Hidden World War I tunnels on the Stanford campus? Author Barbara Wilcox first heard about them from a geophysicist colleague when she was working at the USGS in Menlo Park. She later learned that as America entered World War I in 1917, Stanford University leased three-fourths of its Palo Alto land to allow the creation of an Army training camp, Camp Fremont, headquartered in present-day Menlo Park.

“It immediately piqued my interest,” she recalled. “Today there is separation between academia and classified defense work. I wanted to find out what made it ok, why it was a sensible thing for Stanford to do. It also made a great thesis topic.”

The resulting thesis, which Barbara wrote for her Masters of Liberal Arts at Stanford, is now a book called World War I Army Training by San Francisco Bay: The Story of Camp Fremont, which is being published today and available on Amazon.

“Residents of Menlo Park, live on Camp Fremont’s footprint,” she said. “It covered roughly the area bounded by El Camino, Valparaiso, The Alameda and San Francisquito Creek. There was also an artillery unit roughly where Stanford West is now.”

She describes the book as being an “interpretive history of the era,” asking large questions as why was it here, why we should care, and what lasting impact did it have.

Camp Fremont, from postcard

Camp Fremont, from postcard

One answer, according to Barbara, is the technology transfer that happened. “The engineers learned things at the Camp that they used to develop the West,” she cited as example.

Another, the cartographic system that was used at the Camp was picked up by USGS to map California. Then there was the lasting infrastructure which includes the VA Hospital on Willow Rd. and the sewer system that lasted through 2000 or so.

soldiers with dog

“The engineers, who were mostly from the western United States, were there to build structure that would be used in combat on the Western front,” she said. “When the war ended, they used that knowledge of infrastructure for peaceful purposes.”

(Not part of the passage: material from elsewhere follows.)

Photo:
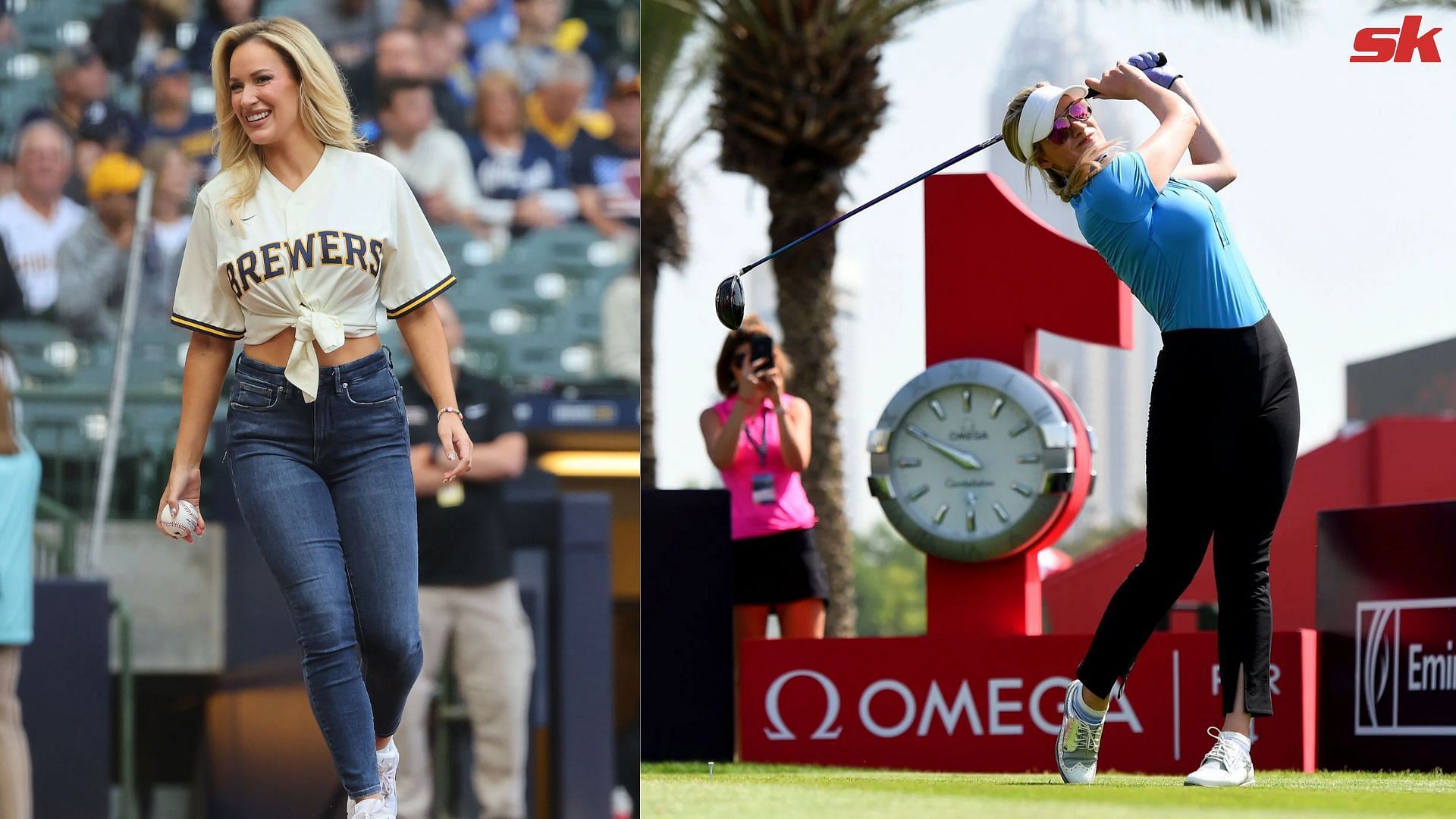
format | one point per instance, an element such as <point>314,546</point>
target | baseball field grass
<point>789,792</point>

Barbara, a Menlo Park resident, will be giving a talk about her research and the book on Jan. 19, 2016, to the Stanford Historical Society at 5:00 pm. The event, which is open to the public, will take place at the Jordan Hall Auditorium (Bldg. 420, Room 40 at the basement level), 450 Serra Mall, on the Stanford campus.

Photo of Barbara Wilcox by Linda Hubbard (c) 2015; photo postcard of Camp Fremont, courtesy of Menlo Park Historical Association; soldiers with dog courtesy of Bob Swanson collection

4 Comments

barbara wilcox March 15, 2016 at 10:39 am

Camp Fremont book talks in April:
April 3 at Palo Alto Historical Association, 2pm, Lucie Stern Community Center. April 10, 4-7 pm, reception at MacArthur Park restaurant. April 16, “A Company of Authors,” Stanford Humanities Center, 1-5 pm. All events free and open to the public.

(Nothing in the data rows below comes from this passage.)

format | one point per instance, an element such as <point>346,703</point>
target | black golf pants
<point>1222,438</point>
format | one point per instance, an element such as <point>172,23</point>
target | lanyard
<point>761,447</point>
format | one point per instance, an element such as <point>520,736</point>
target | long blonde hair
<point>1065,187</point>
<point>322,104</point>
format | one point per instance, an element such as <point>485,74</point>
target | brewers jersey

Martha McClatchie April 22, 2016 at 10:20 pm

Thank you Barbara for giving your talk at our Kiwanis Club of Los Altos last Tuesday. It is so wonderful to have this history captured for generations to come.

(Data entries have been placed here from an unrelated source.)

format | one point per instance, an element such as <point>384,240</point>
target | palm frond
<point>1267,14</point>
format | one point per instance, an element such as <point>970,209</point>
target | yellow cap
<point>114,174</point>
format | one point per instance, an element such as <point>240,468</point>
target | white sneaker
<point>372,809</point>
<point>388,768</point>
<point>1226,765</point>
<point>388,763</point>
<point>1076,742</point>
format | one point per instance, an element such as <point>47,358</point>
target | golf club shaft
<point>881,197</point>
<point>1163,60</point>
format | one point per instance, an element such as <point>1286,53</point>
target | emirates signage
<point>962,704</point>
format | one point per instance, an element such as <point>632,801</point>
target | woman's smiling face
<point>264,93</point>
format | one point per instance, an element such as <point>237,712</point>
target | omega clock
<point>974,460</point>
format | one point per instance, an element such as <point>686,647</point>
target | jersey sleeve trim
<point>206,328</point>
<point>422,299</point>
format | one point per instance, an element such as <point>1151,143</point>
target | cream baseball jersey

Tim Bullivant April 06, 2018 at 5:45 pm

Great to see interest in Camp Fremont. My fathers uncle trained there and was then shipped off to fight in Europe. I have his photo album of Camp Fremont, and then pictures of getting on the train with other local troops to New York City, then photo’s of the battlefields capturing German troops.

Jeff Taylor March 17, 2020 at 4:57 pm

I’m looking forward to reading your book, Barbara. Thanks for writing it. I grew up in Menlo, not far from the VA hospital where, years later, my father was a patient given LSD under the auspices of Stanford and the CIA. While pursuing his master’s, Ken Kesey was employed as an orderly dispensing the drug. There’s a story that needs to be told. My father let me know how he felt about it in no uncertain terms. I would’ve really enjoyed meeting you and hearing you speak. My grandfather, a disabled WWI vet, worked in the laundry at the hospital. I relocated north to Portland in 2007.